Park Güell Lizard
One of the highlights of Park Güell is the monumental staircase, an imposing structure covered in colourful ceramic mosaics and supported by columns in the shape of tree trunks. This staircase is one of the main attractions of the park, and it appears at the entrance of the park, facing you.
Three fountains in the centre of the monumental staircase
In front of you, at a height of more than eight metres, are four series of stairs with three small fountain islands in their centre.
These organically shaped fountains are also, as always with Antoni Gaudí, a source of symbolic messages.
The first fountain evokes a circle symbolising the world, interlaced with a graduated compass, the tool of an architect. Imitation trunks are arranged around it, through which the water flows. It is said to represent a region known as Argenterie in Catalonia.
The second fountain has a dragon's head emerging from the Catalan flag, a reference to the legend of Saint George. This legend was taken up by Gaudí at the same time for the construction of the Casa Batllo (1904-1906).
The third and most famous fountain features a dragon symbolising fire which is interpreted as a lizard.
According to legend, the salamander is an animal that symbolises the ability to resist fire, due to its ability to extinguish flames by wrapping itself around them. This fountain is therefore interpreted as a symbol of fire and resistance.

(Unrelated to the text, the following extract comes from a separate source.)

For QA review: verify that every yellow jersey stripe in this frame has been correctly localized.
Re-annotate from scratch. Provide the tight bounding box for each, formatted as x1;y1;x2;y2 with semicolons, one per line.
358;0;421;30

The inspiration for this fountain came from the "Jardins de la Fontaine" in Nîmes, a town in the south of France not far from Barcelona, where Gaudí spent part of his youth.
The emblematic "El Drac" -the dragon in Catalan- of Park Güell is the most famous and popular attraction of the park. Arm yourself with patience in the midst of summer to take a photo or a selfie.
The lizard was made using mosaic shards, a style known as trencadís. The mosaic creature is thus made up of ceramic, marble or glass tiles - of various colours and sizes, arranged asymmetrically. This was a major technique of Modernist art, of which Antoni Gaudí was one of the most fervent users.
At the top of these stairs, one reaches the hypostyle room.